SANTA FE, N.M. (CN) – The New Mexico Supreme Court heard arguments Monday over whether the state’s program that lends textbooks to private and religious schools violates the doctrine of separation between church and state.
The state has a program dating back to the days of the New Mexico territory wherein general grade-appropriate textbooks approved by the state’s Department of Public Education are loaned out to public and private schools.
In 2012, New Mexico parents Cathy Moses and Paul F. Weinbaum sued then-Secretary of Education Hanna Skandera over the program, arguing in their lawsuit that the “continued funding and distribution of textbooks and other instructional materials to private schools, at public expense…is unconstitutional.”
Two lower courts upheld the textbook-lending program, but in 2015 the New Mexico Supreme Court found that the program violated the state constitution.
The ruling was based largely on Article 12, Section 3, which states in part that “no part of the proceeds arising from the sale or disposal of any lands granted to the state by Congress, or any other funds appropriated, levied or collected for educational purposes, shall be used for the support of any sectarian, denominational or private school, college or university.”
However, in June 2017, the U.S. Supreme Court vacated the state high court’s ruling, ordering it to reconsider its decision based on the justices’ opinion in Trinity Lutheran Church of Columbia, Inc. v. Comer.
In that case, the nation’s highest court held that a Missouri program which denied a grant to a religious school for playground resurfacing, while providing grants to similarly situated non-religious groups, violated the freedom of religion guaranteed by the First Amendment to the U.S. Constitution.
During Monday’s oral arguments, Frank Susman, representing Moses and Weinbaum, argued that even if Trinity v. Comer could be applied to Article 12, Section 3 of the New Mexico Constitution, which specifically mentions “sectarian” schools, there are two other provisions of the state constitution – Article 9, Section 14 and Article 4, Section 31 – that also prohibit using public funds for educational institutions not controlled by the state.
Attorney Susan M. Hapka of Sutin, Thayer and Browne, arguing for the state’s Public Education Department, said that loaning non-religious books in no way threatens the state’s school system and doesn’t make public schools religious.
It was during Hapka’s arguments that Justice Charles W. Daniels brought up what he called the “elephant in the room” – the fact that when New Mexico was petitioning for statehood in the early 20th century, the addition of a “Blaine provision,” which barred public funding of parochial schools and is seen by many as driven by an anti-Catholic animus of the time, was a requirement for statehood.
Speaking for intervenors Albuquerque Academy, a non-religious private school, and others, Eric Baxter of the law firm Becket in Washington, D.C. addressed the historical context of the Blaine amendment and related provisions more thoroughly.
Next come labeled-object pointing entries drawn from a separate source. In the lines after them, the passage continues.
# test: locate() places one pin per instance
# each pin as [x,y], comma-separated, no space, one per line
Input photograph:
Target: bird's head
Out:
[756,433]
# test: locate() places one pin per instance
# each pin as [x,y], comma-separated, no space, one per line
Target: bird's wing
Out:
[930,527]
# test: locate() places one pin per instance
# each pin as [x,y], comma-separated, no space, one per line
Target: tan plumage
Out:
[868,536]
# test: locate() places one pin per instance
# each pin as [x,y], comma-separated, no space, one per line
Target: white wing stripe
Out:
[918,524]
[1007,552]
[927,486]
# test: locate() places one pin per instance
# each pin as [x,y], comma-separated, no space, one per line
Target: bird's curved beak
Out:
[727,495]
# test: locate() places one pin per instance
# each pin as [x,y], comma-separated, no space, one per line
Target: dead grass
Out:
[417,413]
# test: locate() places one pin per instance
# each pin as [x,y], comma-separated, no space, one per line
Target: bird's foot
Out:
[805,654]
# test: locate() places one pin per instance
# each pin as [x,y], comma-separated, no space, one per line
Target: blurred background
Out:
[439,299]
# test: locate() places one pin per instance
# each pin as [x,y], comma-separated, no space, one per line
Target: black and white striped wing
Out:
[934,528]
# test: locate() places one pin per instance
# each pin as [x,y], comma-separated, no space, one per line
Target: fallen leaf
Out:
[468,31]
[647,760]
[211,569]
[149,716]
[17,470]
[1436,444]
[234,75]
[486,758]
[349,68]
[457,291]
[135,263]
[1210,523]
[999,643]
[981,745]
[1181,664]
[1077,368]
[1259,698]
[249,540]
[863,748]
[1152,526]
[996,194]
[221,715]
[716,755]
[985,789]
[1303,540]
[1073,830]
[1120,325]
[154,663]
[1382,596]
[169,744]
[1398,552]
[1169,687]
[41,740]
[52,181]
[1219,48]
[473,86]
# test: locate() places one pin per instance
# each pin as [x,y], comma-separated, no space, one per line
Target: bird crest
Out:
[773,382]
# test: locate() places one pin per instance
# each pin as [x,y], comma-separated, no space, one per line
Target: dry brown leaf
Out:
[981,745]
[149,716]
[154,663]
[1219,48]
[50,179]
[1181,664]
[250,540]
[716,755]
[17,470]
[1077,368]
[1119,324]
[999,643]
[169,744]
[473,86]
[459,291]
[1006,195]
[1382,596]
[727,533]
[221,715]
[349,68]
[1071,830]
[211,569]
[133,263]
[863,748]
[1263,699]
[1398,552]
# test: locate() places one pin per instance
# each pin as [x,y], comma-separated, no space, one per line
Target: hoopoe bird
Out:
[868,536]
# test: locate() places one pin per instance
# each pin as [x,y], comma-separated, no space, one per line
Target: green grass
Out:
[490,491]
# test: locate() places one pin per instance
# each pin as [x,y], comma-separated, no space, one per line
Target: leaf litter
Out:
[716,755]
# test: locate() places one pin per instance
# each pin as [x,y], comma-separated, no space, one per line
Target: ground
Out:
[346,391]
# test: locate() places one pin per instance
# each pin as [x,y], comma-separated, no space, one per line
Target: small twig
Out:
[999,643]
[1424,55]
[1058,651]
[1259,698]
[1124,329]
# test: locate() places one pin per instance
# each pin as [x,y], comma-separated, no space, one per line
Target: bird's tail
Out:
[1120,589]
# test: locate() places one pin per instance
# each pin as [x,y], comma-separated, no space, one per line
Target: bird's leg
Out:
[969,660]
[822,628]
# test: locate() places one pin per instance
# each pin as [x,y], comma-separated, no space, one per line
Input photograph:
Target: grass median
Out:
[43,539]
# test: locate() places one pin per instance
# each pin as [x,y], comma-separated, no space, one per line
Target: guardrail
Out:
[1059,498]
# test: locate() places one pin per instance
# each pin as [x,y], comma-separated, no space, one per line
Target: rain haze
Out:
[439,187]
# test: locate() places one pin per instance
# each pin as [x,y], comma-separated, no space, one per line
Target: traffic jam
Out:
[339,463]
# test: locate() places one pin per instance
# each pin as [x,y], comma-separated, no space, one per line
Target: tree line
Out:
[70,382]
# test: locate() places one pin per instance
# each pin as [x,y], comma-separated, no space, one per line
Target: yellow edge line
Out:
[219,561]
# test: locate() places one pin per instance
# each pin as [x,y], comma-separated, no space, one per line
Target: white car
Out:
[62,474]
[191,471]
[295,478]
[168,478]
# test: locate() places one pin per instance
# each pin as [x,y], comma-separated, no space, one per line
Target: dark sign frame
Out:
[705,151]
He gave examples of anti-Catholic bias in New Mexico at the time of the framing of the state constitution, even going so far as to suggest that the inclusion of private schools in Article 12, Section 3 was merely a cover for the religious discrimination that drove it.
In a short rebuttal, Susman recalled the court’s attention to other state constitutions that address the use of public funds for private education, and highlighted the intended narrowness of the Trinity v. Comer ruling. He quoted a footnote by U.S. Supreme Court Chief Justice John Roberts, which read, “This case involves express discrimination based on religious identity with respect to playground resurfacing. We do not address religious uses of funding or other forms of discrimination.”
It is unclear when the New Mexico Supreme Court will issue a decision in the case.